DIA DO TRABALHO


Em meus primeiros anos escolares, ‘últimos’ anos de ditadura, os livros repetiam como papagaios: “o trabalho dignifica o homem”. À época, nem havia abertura para questionar o quão patriarcal este termo HOMEM.

Logo, descobri que o trabalho não só dignifica, mas também oprime.

Felizmente, encontrando dentro de mim a posição do EQUILÍBRIO (onde me encontro numa sensação de solitude, num mundo polarizado), consegui reconciliar as coisas: o trabalho pode, sim, DIGNIFICAR, quando ele possibilita um ponto comum entre servir dignamente a coletividade e, a um só tempo, contemplar nossa própria subjetividade.

Nem sempre (e não para todos) o espaço de subjetividade é possível. Eu mesma (privilegiada por ter podido estudar) luto por ele todos os dias. Não é fácil encontrar o lugar da subjetividade, sem abrir mão da empatia e da sensibilidade com o outro. Pender para qualquer um dos lados é uma linha tênue.

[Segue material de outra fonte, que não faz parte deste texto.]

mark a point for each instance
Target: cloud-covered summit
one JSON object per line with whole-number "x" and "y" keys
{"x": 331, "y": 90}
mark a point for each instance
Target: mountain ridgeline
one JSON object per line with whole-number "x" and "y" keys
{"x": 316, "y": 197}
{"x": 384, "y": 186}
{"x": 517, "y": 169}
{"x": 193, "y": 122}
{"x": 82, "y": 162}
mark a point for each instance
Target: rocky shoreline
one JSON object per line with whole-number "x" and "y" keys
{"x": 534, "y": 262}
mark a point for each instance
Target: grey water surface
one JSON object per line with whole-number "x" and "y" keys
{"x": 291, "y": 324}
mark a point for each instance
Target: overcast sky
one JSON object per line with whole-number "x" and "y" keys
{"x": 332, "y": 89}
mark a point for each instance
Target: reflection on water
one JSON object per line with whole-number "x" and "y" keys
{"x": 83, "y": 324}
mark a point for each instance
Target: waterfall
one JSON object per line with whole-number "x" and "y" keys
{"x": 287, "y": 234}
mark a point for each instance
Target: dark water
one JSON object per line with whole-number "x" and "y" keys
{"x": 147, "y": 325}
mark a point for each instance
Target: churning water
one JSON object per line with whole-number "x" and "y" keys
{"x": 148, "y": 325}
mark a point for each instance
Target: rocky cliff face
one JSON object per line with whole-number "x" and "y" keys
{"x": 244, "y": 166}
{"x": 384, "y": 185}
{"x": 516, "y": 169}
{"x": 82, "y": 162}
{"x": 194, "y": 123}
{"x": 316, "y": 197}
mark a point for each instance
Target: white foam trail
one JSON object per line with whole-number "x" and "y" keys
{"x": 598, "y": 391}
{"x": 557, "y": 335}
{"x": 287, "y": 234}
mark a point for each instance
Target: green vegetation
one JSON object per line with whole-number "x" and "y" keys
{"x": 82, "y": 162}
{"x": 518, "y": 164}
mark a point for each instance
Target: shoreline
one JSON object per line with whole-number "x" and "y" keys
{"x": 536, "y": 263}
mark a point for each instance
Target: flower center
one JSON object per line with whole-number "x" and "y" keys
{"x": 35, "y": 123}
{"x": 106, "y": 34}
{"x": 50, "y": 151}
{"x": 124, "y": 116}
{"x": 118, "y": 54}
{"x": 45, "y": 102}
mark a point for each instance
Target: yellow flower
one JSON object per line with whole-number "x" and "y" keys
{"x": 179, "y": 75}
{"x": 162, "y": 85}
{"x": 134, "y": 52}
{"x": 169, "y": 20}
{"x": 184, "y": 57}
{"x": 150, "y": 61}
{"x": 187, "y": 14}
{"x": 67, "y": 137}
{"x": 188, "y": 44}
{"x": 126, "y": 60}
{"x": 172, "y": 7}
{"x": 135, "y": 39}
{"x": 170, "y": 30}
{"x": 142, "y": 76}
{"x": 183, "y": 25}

O trabalho ‘pode’ dignificar. O trabalho ‘pode’ oprimir. Pode, não necessariamente promove uma das coisas. O trabalho pode até enriquecer, mas isso não é de ‘bom tom’ dizer. Não entendo por quê: não vejo o que pode ser mais digno do que a ascensão social e financeira por meio do trabalho (e não da sorte, da corrupção, do embuste ou da canalhice). Mas não é de bom tom dizer: o trabalhador ‘deve’ ser humilde, está escrito em alguma tábua que algum opressor inventou. É tão fácil jogar o oprimido, sem emprego, contra o trabalhador (assim, escondem-se os reais privilégios). [Trato um pouco disso em meu artigo crítico destinado ao ethos de Nathalia Arcuri: muitos problemas em sua formação discursiva, mas também méritos.]

Apenas esperaria a construção de um mundo mais EQUILIBRADO. Não vejo o que poderia ser mais socialmente sensível (valor ‘tipicamente’ da esquerda) e meritocrático (valor ‘tipicamente’ da direita) do que a oportunidade de trabalho e ascensão por meio dele.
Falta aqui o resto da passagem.